Well, not sure if it was our talk yesterday but something has impacted my W for the day.

W called me on my way home and asked me to get dinner started. She had run our D's science fair project to the the country show. S13 had bball practice so dinner needed to get started. Not a big deal. Actually thankful she asked for my help. (OK, she told me I needed to do this but that's pretty much always been her way of asking).

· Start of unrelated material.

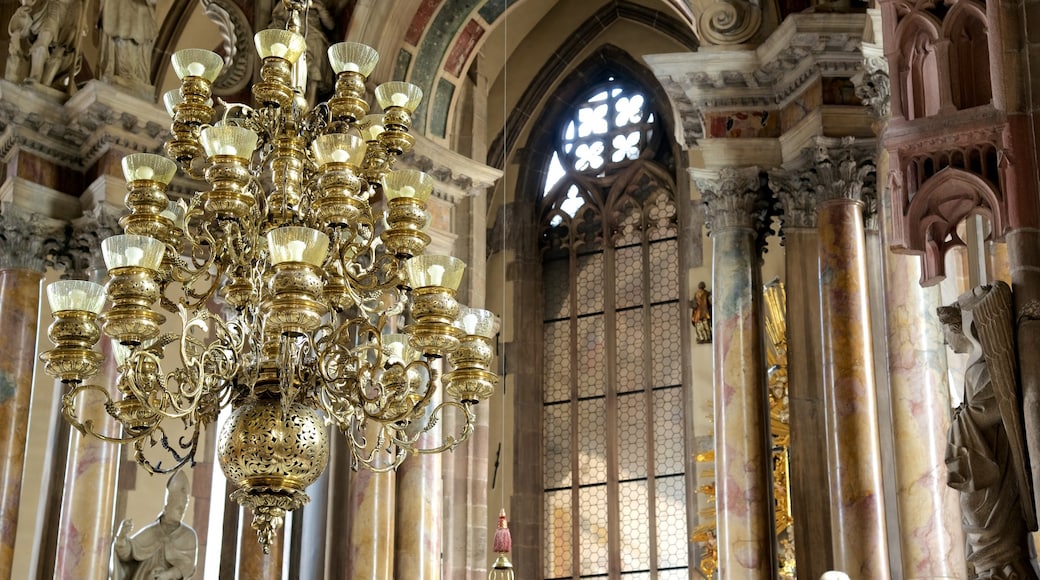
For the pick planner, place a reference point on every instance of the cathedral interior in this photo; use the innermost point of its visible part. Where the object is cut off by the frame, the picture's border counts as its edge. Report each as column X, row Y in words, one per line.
column 761, row 282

I get home and house is far from orderly. There was nothing on the calendar for the day so as far as I know W had no where to be. The clean dishes were still in the washer from last night. All the day's dishes including the kid's breakfast stuff is all over the kitchen counters. No laundry was done (W usually starts this on Mondays). All the presents and gift bags from my D's birthday were still scattered on the floor in the living room untouched from yesterday.

W gets home and its obvious she has cleaned up for the day. Typically she's at least put on some makeup and jewelry. She had no make up and only her single wedding band with no other jewelry on.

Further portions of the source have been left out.